Wir setzen uns auf eine Bank im Park. „Hey", ich stoße sie leicht an, "du wirst auch bald entlassen". „Hmmm, ich weiß", sie schaut mich nachdenklich an.
„Hast du Angst?". Sie zuckt mit den Schultern.
„Ich weiß nicht was es ist, Frederik". Ich nicke verständnisvoll und nehme Luisas Hand in meine.
„Ich bin für dich da. Das weißt du doch, oder?". Sie schaut von ihren Händen auf und lächelt mich an.
„Ja das weiß ich", sie lehnt ihren Kopf gegen meine Schulter.
„Hast du mit Lukas gesprochen?".
„Ja. Wir haben uns ausgesprochen...Er will zu unserer Hochzeit eingeladen werden". Ich muss über die Worte meines Kollegen schmunzeln und gebe Luisa einen Kuss auf ihr Haar. „Okay", sage ich leise. Nach einigen Minuten löst sie sich aus meiner Umarmung.
„Meinst du wir sehen uns genauso oft wie jetzt, wenn ich entlassen bin. Weißt du, jetzt sehen wir uns immer in der Klinik. Aber dann...".
„Luisa", ich nehme ihr Gesicht in meine Hände, „ich werde jede freie Sekunde mit dir verbringen. Was denkst du denn", sage ich lächelnd.

„Ich liebe dich, Luisa".
„Ich dich auch", ihre Stimme ist so sanft, dass ich eine Gänsehaut bekomme. Sie nimmt meine Hände in ihre und streicht mit einem ihrer Finger über unsere verschlungenen Finger. Plötzlich hält sie inne und schaut in Richtung Parkplätze, wo gerade ein Auto einparkt. Wenige Sekunden später steigen ein Mann und eine Frau aus dem Auto und laufen in Richtung Klinik.
„Meine Eltern", sagt sie lächelnd. Wir lassen unsere Hände los. Sie winkt ihren Eltern zu. Ich beobachte das Ehepaar, das Hand in Hand in unsere Richtung läuft. „Mama, Papa", Luisa steht auf und umarmt ihre Eltern. Auch ich stehe auf. „Sie sind also die Eltern von Luisa? Frederik Seehauser, der behandelnde Arzt ihrer Tochter. Freut mich sehr", ich gebe den beiden die Hand.

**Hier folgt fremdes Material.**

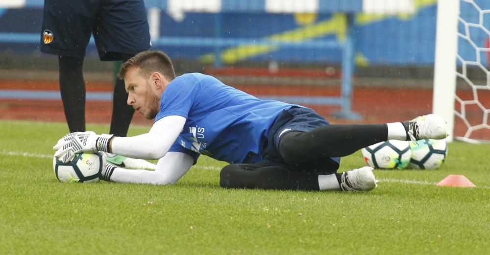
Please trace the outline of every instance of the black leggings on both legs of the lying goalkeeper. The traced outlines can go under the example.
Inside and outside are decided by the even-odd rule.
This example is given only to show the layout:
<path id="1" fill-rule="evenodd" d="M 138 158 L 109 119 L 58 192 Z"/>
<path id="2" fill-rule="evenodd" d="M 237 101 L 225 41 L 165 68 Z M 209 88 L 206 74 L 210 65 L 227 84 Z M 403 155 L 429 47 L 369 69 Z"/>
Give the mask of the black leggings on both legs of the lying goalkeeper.
<path id="1" fill-rule="evenodd" d="M 328 169 L 331 157 L 350 155 L 368 145 L 386 141 L 388 126 L 326 125 L 310 132 L 289 132 L 279 142 L 283 165 L 265 162 L 229 164 L 221 170 L 220 185 L 226 188 L 319 190 L 318 175 Z M 337 174 L 340 179 L 340 174 Z"/>

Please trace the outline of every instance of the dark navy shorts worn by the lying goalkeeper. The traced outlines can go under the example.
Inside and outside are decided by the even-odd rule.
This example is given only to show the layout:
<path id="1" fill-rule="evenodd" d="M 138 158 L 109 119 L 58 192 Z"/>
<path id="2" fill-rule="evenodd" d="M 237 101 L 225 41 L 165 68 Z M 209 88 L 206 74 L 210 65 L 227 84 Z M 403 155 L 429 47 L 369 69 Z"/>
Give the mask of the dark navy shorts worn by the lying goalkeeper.
<path id="1" fill-rule="evenodd" d="M 330 125 L 330 123 L 310 108 L 293 107 L 284 110 L 270 128 L 267 147 L 263 153 L 264 161 L 270 165 L 285 165 L 286 163 L 278 149 L 281 137 L 289 132 L 308 132 L 324 125 Z M 321 162 L 309 162 L 304 165 L 287 167 L 305 170 L 316 168 L 317 165 L 321 165 L 324 173 L 336 172 L 340 165 L 340 158 L 328 158 L 321 160 Z"/>

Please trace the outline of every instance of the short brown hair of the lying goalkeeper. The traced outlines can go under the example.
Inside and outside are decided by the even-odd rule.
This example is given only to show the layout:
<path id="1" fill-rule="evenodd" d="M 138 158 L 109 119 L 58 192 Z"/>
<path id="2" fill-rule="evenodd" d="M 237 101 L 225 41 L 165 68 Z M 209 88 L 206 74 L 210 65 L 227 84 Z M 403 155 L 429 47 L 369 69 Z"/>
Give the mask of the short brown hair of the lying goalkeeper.
<path id="1" fill-rule="evenodd" d="M 144 77 L 154 72 L 160 72 L 169 81 L 175 78 L 175 71 L 170 57 L 160 50 L 142 51 L 128 59 L 121 65 L 118 77 L 124 79 L 124 75 L 130 68 L 138 68 Z"/>

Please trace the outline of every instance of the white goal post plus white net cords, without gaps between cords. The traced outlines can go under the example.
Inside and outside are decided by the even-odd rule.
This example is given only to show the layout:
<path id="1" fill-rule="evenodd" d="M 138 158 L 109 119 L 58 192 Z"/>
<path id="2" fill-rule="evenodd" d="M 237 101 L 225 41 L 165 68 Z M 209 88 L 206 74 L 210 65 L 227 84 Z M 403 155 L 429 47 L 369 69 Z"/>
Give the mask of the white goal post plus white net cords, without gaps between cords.
<path id="1" fill-rule="evenodd" d="M 460 17 L 461 2 L 472 4 L 480 13 L 478 23 L 466 22 Z M 435 114 L 441 115 L 447 121 L 449 137 L 447 141 L 461 140 L 471 143 L 490 142 L 490 140 L 472 139 L 473 131 L 486 129 L 490 132 L 490 109 L 480 102 L 478 90 L 490 90 L 490 71 L 486 70 L 481 63 L 481 52 L 490 52 L 488 46 L 477 46 L 470 38 L 470 27 L 480 27 L 489 35 L 490 28 L 483 27 L 483 14 L 490 13 L 490 10 L 482 10 L 473 0 L 438 0 L 437 9 L 437 31 L 436 31 L 436 56 L 434 61 L 434 93 L 433 108 Z M 462 24 L 465 31 L 458 31 L 458 25 Z M 458 52 L 458 40 L 466 40 L 475 48 L 476 60 L 465 60 Z M 457 61 L 461 61 L 461 71 L 458 71 Z M 467 77 L 467 66 L 479 66 L 487 74 L 487 85 L 475 85 Z M 456 94 L 457 79 L 465 80 L 473 89 L 473 100 L 463 100 Z M 455 101 L 461 107 L 455 109 Z M 483 110 L 482 123 L 472 125 L 466 116 L 466 106 L 476 105 Z M 467 131 L 463 137 L 454 137 L 455 117 L 460 118 L 466 125 Z"/>

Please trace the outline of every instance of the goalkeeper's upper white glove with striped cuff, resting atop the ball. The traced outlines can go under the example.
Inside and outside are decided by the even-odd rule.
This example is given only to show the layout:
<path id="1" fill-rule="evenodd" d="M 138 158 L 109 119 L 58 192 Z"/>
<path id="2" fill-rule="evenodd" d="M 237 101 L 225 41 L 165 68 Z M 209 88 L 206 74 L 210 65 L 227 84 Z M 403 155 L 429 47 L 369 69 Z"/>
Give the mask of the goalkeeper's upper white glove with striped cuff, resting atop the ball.
<path id="1" fill-rule="evenodd" d="M 70 133 L 58 140 L 53 149 L 54 157 L 63 163 L 73 159 L 80 152 L 109 152 L 109 141 L 114 135 L 97 135 L 92 131 Z"/>

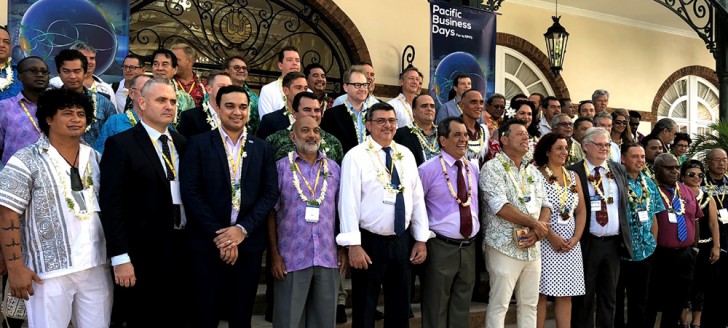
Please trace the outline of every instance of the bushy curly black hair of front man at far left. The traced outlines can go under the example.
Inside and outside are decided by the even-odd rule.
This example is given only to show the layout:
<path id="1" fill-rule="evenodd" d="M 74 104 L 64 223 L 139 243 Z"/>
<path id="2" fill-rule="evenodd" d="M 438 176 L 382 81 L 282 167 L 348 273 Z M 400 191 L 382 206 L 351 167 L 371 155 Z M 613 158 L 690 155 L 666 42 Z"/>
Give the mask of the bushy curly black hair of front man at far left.
<path id="1" fill-rule="evenodd" d="M 78 52 L 78 50 L 72 51 Z M 38 127 L 47 136 L 50 130 L 50 126 L 46 122 L 47 118 L 54 117 L 60 109 L 78 107 L 83 108 L 83 112 L 86 114 L 86 126 L 91 125 L 96 120 L 94 105 L 86 94 L 64 88 L 44 91 L 38 97 L 38 110 L 35 112 Z"/>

„Die Freude ist ganz auf unserer Seite", sagt Luisas Mutter.
„Ich möchte nicht stören", sage ich, „es hat mich wirklich sehr gefreut sie kennen zu lernen".
„Aber sie stören doch nicht", beteuert Luisas Mutter.
„Mama!", ich muss über Luisas Reaktion schmunzeln.
„Ich muss wirklich gehen Frau Schmidt. Auf Wiedersehen. Wir sehen uns morgen bei der Visite", sage ich in Luisas Richtung.

Nach meiner Verabschiedung gehe ich mit schnellen Schritten zur Straßenbahn.